Solution sought in Bank of Japan deadlock
TOKYO: Senior Japanese lawmakers from the governing and opposition parties on Thursday called for a breakthrough by Monday to end the stalemate over the next governor of the Bank of Japan, hoping to avoid a monetary policy vacuum in the midst of an international credit market crisis.
“We have agreed that it is desirable to avoid a policy vacuum, even just for one day,” Kenji Yamaoka, parliamentary affairs chief for the main political opposition, the Democratic Party of Japan, told reporters after meeting his counterpart from the Liberal Democratic Party, Tadamori Oshima.
Toshihiko Fukui is scheduled to step down on Wednesday as governor of the central bank. The standoff over who will succeed him and his two deputies comes amid global market turmoil that sent Japanese shares down more than 3 percent and the yen to a 12-year high against the dollar Thursday.
The government on Thursday won a parliamentary vote in the lower house, which is controlled by the governing coalition, on its nominee for governor, Toshiro Muto, and its two candidates for deputy governors of the bank. But that outcome did nothing to clarify the situation because Muto has already been vetoed by the opposition in the upper house of Parliament.
A former Bank of Japan official, Masaaki Shirakawa, has been approved as a deputy governor by both houses after the upper house rejected Muto and the other deputy governor nominee, Takatoshi Ito, an academic. Shirakawa could serve as acting governor if the dispute is not resolved by Wednesday. Other options include extending Fukuis term or appointing someone else as acting governor.
Yamaoka said he had agreed with Oshima to request a new governor nominee, but Oshima and a government spokesman, Nobutaka Machimura, did not say whether they were thinking of offering a different choice.

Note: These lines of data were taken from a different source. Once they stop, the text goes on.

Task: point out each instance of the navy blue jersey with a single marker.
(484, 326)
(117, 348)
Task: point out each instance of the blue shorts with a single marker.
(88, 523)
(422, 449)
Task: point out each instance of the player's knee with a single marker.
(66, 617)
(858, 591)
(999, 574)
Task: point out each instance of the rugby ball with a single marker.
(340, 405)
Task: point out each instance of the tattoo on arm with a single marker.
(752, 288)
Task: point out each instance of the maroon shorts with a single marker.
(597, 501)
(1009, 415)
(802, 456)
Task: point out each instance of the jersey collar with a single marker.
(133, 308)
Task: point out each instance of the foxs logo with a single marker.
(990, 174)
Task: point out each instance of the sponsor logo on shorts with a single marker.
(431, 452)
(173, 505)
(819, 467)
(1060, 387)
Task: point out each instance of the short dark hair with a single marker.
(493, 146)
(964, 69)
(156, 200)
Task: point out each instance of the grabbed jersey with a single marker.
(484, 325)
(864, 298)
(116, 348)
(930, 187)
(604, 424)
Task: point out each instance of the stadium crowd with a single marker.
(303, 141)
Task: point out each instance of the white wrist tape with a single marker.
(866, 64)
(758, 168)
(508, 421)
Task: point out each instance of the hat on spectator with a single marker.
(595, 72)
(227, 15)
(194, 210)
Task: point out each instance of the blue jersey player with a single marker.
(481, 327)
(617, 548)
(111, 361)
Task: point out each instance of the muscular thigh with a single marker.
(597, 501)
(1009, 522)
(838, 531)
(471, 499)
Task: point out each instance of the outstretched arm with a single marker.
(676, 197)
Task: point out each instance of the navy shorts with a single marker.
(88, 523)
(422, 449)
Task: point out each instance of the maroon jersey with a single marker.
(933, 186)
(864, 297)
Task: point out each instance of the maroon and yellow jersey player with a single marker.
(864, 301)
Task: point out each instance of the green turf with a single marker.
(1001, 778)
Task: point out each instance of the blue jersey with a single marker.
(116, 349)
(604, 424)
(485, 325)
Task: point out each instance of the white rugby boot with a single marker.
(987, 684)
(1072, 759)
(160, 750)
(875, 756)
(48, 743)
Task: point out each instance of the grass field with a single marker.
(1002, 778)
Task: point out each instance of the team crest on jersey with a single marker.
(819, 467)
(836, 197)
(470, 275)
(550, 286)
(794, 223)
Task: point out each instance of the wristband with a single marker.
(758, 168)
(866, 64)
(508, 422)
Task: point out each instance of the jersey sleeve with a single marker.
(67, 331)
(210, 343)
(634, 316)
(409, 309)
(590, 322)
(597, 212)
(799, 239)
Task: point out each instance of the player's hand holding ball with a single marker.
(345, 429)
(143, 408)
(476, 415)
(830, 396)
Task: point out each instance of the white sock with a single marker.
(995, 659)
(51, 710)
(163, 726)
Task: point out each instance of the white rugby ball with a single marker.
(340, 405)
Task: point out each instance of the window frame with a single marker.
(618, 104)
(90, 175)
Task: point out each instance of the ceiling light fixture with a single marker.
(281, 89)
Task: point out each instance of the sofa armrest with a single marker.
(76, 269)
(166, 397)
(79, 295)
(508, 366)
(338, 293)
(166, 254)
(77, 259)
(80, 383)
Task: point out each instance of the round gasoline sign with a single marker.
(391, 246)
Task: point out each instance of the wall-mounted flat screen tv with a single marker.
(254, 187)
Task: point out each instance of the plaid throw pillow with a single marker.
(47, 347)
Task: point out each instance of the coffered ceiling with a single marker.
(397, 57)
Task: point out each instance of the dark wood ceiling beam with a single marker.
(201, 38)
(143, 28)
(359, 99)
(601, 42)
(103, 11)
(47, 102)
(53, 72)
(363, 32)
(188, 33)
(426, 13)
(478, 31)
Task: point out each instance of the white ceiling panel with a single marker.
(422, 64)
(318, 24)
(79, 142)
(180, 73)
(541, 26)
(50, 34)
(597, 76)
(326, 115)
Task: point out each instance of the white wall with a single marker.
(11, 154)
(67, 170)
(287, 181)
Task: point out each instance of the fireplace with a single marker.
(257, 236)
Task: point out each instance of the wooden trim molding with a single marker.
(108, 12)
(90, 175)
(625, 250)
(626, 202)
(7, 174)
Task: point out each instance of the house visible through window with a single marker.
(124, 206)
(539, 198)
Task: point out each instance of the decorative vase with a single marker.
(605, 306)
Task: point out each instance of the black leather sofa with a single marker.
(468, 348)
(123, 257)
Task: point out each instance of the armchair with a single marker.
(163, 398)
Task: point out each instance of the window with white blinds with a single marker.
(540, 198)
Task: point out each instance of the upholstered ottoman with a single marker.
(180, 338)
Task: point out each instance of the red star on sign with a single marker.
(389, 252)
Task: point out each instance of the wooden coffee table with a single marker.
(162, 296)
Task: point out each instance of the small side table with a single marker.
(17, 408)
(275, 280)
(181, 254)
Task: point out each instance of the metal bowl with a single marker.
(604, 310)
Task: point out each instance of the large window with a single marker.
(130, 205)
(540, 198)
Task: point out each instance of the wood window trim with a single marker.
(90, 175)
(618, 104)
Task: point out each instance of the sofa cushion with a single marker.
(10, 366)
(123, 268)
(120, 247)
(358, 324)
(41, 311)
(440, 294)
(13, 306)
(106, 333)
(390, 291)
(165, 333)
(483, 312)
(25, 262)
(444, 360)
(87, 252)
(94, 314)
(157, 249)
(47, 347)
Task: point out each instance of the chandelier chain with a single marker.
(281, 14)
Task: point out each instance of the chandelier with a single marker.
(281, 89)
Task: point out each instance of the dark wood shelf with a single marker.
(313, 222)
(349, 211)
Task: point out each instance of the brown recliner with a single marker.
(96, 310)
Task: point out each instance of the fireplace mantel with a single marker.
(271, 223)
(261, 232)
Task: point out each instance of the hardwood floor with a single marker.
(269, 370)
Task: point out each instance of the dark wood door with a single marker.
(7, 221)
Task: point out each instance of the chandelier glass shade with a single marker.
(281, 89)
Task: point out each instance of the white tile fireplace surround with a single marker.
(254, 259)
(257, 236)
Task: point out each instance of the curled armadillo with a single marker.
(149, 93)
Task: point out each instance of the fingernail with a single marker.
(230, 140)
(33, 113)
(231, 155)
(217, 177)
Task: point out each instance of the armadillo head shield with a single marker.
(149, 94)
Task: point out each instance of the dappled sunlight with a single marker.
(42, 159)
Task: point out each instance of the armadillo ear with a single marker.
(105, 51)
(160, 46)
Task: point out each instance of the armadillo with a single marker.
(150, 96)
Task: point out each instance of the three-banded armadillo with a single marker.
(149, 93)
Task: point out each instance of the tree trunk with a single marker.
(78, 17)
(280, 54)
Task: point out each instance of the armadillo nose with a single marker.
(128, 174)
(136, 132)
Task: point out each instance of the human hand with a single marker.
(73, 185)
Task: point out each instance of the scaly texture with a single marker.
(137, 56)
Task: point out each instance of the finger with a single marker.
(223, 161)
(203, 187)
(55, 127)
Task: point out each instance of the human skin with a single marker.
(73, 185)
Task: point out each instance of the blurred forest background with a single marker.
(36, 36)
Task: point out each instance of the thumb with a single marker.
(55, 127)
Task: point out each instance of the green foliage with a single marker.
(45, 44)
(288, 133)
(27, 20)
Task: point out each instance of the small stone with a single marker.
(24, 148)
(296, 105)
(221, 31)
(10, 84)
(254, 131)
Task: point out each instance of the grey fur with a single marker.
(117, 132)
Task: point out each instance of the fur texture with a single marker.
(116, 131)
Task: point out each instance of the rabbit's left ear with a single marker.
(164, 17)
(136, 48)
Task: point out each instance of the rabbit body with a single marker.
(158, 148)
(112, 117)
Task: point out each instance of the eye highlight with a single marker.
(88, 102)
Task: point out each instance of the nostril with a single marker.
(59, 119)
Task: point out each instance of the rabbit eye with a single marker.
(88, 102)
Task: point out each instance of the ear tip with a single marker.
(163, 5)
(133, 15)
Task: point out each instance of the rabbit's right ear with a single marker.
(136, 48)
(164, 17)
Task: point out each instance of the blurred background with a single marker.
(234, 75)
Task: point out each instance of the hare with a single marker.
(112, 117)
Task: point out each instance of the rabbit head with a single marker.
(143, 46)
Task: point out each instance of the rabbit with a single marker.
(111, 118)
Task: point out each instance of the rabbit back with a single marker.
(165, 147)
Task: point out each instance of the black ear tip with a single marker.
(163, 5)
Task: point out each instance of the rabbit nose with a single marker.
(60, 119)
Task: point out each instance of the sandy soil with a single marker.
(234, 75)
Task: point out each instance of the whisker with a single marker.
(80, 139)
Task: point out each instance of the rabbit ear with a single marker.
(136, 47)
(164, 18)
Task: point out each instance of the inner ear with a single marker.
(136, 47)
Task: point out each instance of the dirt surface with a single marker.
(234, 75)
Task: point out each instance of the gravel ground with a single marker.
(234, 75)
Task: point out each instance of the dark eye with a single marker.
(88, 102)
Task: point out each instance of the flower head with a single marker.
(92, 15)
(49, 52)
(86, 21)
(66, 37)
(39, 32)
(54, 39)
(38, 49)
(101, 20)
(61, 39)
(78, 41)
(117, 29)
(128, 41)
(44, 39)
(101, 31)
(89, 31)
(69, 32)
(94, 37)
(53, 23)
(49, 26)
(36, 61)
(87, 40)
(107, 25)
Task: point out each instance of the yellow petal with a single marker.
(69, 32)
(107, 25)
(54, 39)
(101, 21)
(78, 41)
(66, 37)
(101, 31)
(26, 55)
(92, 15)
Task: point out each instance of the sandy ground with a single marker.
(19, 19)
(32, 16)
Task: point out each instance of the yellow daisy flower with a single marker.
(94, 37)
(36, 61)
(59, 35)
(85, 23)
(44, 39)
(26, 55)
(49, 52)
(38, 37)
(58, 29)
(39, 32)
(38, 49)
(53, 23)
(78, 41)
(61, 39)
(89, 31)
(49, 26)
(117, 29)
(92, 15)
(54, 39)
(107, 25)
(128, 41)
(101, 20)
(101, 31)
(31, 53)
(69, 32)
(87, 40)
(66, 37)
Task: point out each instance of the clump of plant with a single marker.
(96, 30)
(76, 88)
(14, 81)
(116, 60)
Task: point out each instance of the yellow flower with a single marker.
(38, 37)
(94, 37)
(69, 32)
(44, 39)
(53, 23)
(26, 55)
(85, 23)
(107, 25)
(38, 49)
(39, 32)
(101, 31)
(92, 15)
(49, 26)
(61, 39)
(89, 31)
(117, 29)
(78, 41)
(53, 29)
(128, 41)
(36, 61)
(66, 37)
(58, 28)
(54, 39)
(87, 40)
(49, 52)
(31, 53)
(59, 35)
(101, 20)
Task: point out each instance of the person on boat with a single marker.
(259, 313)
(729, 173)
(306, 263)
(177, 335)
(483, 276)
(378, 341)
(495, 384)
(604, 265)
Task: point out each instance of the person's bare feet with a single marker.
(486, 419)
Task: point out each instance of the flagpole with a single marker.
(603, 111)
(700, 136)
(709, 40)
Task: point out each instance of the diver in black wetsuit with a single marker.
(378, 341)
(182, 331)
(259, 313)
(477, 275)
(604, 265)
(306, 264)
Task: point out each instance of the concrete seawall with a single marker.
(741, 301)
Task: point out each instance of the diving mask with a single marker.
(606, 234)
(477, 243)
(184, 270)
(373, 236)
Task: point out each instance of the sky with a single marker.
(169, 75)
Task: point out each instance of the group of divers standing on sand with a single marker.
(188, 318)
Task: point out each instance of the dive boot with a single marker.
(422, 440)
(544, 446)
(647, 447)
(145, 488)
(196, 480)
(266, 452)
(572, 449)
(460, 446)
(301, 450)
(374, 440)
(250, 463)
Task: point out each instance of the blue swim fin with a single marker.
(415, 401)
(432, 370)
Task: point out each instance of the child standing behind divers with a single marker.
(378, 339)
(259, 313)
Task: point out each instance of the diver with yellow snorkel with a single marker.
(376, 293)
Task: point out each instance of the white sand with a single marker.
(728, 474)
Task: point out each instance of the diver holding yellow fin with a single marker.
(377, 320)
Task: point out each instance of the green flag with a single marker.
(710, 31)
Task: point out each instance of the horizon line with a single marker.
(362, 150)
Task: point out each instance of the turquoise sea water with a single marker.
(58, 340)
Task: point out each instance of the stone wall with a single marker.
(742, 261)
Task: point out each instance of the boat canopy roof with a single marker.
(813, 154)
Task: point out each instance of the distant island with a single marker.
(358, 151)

While markets are focused on fears of a U.S. recession, traders said the political deadlock had hurt sentiment in Japanese stocks. “The yens gain and concerns about the Japanese economy and corporate earnings are pulling the Tokyo market down deeper than Wall Street,” said Yoshihiro Ito, a managing director at Okasan Capital Management. “Distrust in Japanese politics is also helping push down the market.”
The government must now either persuade the opposition parties to change their minds or offer a compromise candidate. “If the candidate cannot get approval, the government should come up with someone else, a Democratic Party official, Naoto Kan, said at a news conference. “I dont think there is any other way.”
Analysts say an acting governor might be unwilling to make important, long-term decisions, but they also point out that Japan, with interest rates at 0.5 percent, has little room to maneuver in monetary policy, regardless of who heads the Bank of Japan.
“The market has to some extent prepared for the risk of a vacuum at the BOJs top position,” Atsushi Ito, a Japanese government bonds strategist at Morgan Stanley. “Rather than who becomes BOJ governor, problems in the United States and Japans economic slowdown play a far more significant role in deciding the BOJs policy.”
Ichiro Ozawa, the Democratic Party leader, sat impassively at the back of the lower house chamber as the vote was held Thursday. Some analysts say that he holds the key to resolving the issue and that he will have to meet Prime Minister Yasuo Fukuda to negotiate a deal. Ozawa has vowed to push the governing coalition into an early election.
Opposition lawmakers have consistently opposed Muto mainly because of his close ties to the government as a former top bureaucrat in the Ministry of Finance, a relationship they say would hurt the independence of the central bank.